Alvarez, who won three Rose Bowls during his Wisconsin coaching career, said he interviewed three candidates in person for the job but didn't offer it to anyone but Andersen.
"Gary has impressed me as the right person who believes in the things we have done to be successful in this program," Alvarez said. "It was such a great fit, it was like he was in my head."
Andersen drew interest from California, Colorado and Kentucky last month, but decided to pass on those opportunities and received a contract extension from Utah State. Andersen said he accepted the Wisconsin job without asking any questions and pointed to a game earlier this season when his visiting Aggies missed a 37-yard field goal in the final seconds and the Badgers escaped with a 16-14 win.
"Coach Alvarez didn't have to make any pitch to this guy," Andersen said. "The pitch was made when I spent three hours out on that field a long time ago."
At Utah State, Andersen took over a struggling program and led it to an 11-2 record this season, Western Athletic Conference title and a bowl victory over Toledo. At Wisconsin, he inherits a team fresh off winning the Big Ten and headed to the Rose Bowl for the third straight year. Wisconsin finished 8-5 this year, Bielema's seventh as coach.
Andersen said he spent two days personally calling all 106 players on the Utah State team to let them know he was leaving. He said that was "probably the most difficult thing I've ever had to do in my coaching career."
Andersen met separately with some Wisconsin players and addressed the entire team at practice Friday. He told players that he would not be a distraction at the bowl game, junior running back James White said.
Center Travis Frederick said that's unlikely to happen.
"Right now our focus is really on winning the Rose Bowl," he said.
Players said they were glad the search for a new coach was over and that Andersen made a good first impression.
"He seemed like a great guy," said junior linebacker Chris Borland. "He's a straight shooter."
Everyone on the Badgers roster has played only for Bielema. Borland said having a new coach gives everyone a chance to re-establish themselves or make a fresh start.

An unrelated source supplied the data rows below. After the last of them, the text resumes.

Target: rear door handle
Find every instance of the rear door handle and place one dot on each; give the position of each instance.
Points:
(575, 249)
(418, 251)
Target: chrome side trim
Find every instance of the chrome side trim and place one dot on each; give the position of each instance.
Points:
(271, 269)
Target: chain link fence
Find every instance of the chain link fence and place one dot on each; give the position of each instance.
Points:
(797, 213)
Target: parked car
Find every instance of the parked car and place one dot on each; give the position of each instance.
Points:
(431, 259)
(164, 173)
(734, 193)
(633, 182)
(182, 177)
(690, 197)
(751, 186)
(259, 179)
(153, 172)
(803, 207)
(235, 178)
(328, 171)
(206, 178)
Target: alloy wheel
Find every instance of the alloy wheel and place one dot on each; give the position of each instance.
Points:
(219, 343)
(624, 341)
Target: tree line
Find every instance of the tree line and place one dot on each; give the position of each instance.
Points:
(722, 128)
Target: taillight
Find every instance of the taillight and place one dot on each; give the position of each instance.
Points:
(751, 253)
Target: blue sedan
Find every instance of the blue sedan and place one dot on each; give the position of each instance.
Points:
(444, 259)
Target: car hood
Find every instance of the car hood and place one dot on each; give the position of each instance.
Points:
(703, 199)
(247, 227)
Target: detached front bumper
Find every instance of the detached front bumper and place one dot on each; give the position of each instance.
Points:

"It's a great opportunity," he said.
The Badgers lose running back Montee Ball, who set the major college record for career touchdowns this year and tied the single-season mark last year. Also leaving are linebacker Mike Taylor and standout defensive backs Marcus Cromartie and Devin Smith.
But the team has plenty of talent returning for Andersen to work with, including White and Melvin Gordon, who rushed for a total of almost 1,400 yards and 15 touchdowns.
Andersen said he didn't anticipate any players from Utah State transferring to play for Wisconsin, but he will bring "three or four" coaches with him. He didn't say who. The Aggies' offensive coordinator, Matt Wells, has replaced Andersen as Utah State coach.
Andersen also said he wants to keep some Wisconsin coaches on board to keep ties with Wisconsin high school coaches and stay strong recruiting in-state. He singled out defensive secondary coach Ben Strickland, a former Wisconsin player who joined the team as a full-time assistant coach this year, as one he wanted to keep.
The 48-year-old Andersen said Wisconsin will continue to be a power-run team under his leadership.
"That will be the mindset and that's the way it's always been," he said. "We're going to line up and let those big kids work. That's what they like to do. ... I sure hope my stamp at the end of the day is to have a football team that is physical, tough minded."
Andersen, who was defensive line coach under Urban Meyer when he was coach at Utah, said he reached out to the current Ohio State coach to talk about the Wisconsin job.
"His first thoughts were, obviously it's a tremendous job and great opportunity," Andersen said. "I have an unbelievable respect for coach Meyer, his family, the way he has moved himself throughout this profession."